Of this amount, 18,000 m3 are goudrons and 12,000 m3 represent the contaminated soil.
Until the end of August 2015, dangerous goudrons should be removed and disposed of. By mid January, lorries have been removing the polluted soil – but even this has caused fears.
“Lorries are driving without tilts, and terrible smell and steam emanate from the deck,” local inhabitant and councillor of the Devínska Nová Ves council, Michal Gašparík, wrote in a letter to the Regional Office of Public Health asking it to check on the operation.
Since mid December, a consortium of five companies explained that goudrons will be taken away form the locality in special containers but the soil on common lorries.

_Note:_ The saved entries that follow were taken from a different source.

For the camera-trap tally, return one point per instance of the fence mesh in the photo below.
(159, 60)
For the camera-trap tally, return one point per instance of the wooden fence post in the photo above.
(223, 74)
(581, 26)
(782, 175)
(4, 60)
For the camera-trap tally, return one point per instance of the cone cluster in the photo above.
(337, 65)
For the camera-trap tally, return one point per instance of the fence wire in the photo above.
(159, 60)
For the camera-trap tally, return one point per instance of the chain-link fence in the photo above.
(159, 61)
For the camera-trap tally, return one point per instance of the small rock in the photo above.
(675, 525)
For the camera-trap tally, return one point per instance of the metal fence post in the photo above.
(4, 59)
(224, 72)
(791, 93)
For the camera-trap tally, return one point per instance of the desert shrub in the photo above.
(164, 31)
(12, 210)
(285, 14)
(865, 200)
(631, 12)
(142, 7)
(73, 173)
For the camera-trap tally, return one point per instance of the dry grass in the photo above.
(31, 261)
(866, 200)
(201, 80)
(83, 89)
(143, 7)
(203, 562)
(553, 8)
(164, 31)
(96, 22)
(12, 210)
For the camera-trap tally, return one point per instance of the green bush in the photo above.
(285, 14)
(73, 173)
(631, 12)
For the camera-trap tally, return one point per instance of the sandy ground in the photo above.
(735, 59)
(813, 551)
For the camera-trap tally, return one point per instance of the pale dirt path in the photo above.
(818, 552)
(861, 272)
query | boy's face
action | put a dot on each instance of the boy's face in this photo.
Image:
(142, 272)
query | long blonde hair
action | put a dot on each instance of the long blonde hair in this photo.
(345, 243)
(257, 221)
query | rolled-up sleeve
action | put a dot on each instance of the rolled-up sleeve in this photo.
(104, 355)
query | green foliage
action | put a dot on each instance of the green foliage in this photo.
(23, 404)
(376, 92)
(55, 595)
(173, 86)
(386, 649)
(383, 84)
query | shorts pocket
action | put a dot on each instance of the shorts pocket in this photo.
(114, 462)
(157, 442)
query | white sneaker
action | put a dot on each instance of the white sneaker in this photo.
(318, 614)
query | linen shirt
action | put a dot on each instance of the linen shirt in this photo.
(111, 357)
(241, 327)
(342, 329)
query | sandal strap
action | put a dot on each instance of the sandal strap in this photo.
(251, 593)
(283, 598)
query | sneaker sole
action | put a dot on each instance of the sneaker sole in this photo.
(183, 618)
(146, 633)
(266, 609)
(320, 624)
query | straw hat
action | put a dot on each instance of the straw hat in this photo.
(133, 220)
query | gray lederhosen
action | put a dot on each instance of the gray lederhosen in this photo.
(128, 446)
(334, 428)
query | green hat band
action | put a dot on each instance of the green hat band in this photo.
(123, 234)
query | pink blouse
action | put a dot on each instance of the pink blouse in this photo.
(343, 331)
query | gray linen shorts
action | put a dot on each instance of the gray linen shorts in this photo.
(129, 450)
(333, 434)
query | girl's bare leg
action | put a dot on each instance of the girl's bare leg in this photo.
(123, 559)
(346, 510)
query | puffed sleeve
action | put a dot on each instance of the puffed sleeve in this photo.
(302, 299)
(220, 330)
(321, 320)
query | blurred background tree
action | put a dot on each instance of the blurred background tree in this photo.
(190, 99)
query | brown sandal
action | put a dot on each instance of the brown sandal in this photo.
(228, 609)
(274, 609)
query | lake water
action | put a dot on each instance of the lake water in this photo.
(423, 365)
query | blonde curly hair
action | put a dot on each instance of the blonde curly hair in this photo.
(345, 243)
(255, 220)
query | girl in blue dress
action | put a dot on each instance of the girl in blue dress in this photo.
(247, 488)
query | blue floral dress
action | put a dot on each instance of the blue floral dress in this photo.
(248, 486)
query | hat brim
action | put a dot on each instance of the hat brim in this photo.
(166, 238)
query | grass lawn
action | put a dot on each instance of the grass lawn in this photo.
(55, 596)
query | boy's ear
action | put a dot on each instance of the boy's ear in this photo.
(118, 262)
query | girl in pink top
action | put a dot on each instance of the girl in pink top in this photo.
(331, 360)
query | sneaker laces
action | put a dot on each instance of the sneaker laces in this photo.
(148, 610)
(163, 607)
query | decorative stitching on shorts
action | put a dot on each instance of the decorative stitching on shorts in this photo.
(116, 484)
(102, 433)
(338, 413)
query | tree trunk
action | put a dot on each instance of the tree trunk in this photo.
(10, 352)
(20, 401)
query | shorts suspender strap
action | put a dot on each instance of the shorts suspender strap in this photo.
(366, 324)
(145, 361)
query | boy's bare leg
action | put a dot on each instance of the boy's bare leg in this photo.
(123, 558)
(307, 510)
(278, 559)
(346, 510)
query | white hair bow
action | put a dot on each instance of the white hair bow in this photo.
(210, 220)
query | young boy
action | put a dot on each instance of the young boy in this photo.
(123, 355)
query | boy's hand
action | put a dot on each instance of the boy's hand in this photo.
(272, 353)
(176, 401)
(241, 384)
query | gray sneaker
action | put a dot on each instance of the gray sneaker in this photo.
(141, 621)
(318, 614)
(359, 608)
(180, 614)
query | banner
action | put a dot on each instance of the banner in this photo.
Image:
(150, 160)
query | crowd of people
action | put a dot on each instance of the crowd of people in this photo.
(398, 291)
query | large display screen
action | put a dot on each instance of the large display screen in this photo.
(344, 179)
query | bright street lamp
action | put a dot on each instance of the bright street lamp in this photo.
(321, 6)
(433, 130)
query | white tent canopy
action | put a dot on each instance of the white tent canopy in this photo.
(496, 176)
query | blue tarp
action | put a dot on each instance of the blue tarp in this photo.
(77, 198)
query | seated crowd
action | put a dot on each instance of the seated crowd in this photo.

Gašparík does not like this, he warns that lorries do not transport clean soil but contaminated.
“It is impossible to separate the contaminated soil from uncontaminated – they have no means for that,” Gašparík complains, as quoted by the TASR newswire. “And it is driven under the inhabitants’ balconies,” he adds.
“In this phase, strip soil is being transported which does not threaten human health, and thus it does not have to be driven in covered lorries,” Denisa Vološčuková of the PR agency representing the consortium explained, without answering the question whether the transport of contaminated soil required the lorries to be covered with tilts.
Vološčuková pointed out that the rules for mining of goudrons have been approved by the Environment Ministry, and there is a safety controller who oversees the process.
Goudrons should start being evacuated in special covered containers around January 20. The work began in winter intentionally, as temperatures under 10°C are ideal for goudrons – they are in a solid state then, and this makes their mining and transport easier, as the evaporation of volatile substances is lower.
Decontamination geologist Peter Sekula warned before the start of the works that locals may smell a mild stench of mercaptan – which is used to give colour to natural gas; it is unpleasant but not dangerous.
Goudrons are removed with money from the European Union, while the Environment Ministry has signed a contract with the A.S.A. Enviro consortium worth almost €11.9 million. Part of the waste from goudrons will be burnt in a cementation furnace and thus recycled.
“Especially the soils used in the past to cover goudrons and should have prevented direct contact between people and goudrons cannot be recycled energetically,” Sekula explained. “These will be either solidified or their cleaner parts will be recycled by bio-degradation in technology facilities.”
The dump encompasses almost 4,000 square metres. The dangerous waste was brought to Srdce in 1963, and the surface was covered with a layer of clayish soils. The locality is included in the Protected Landscape Area Small Carpathians and the National Natural Reserve Devínska Kobyla.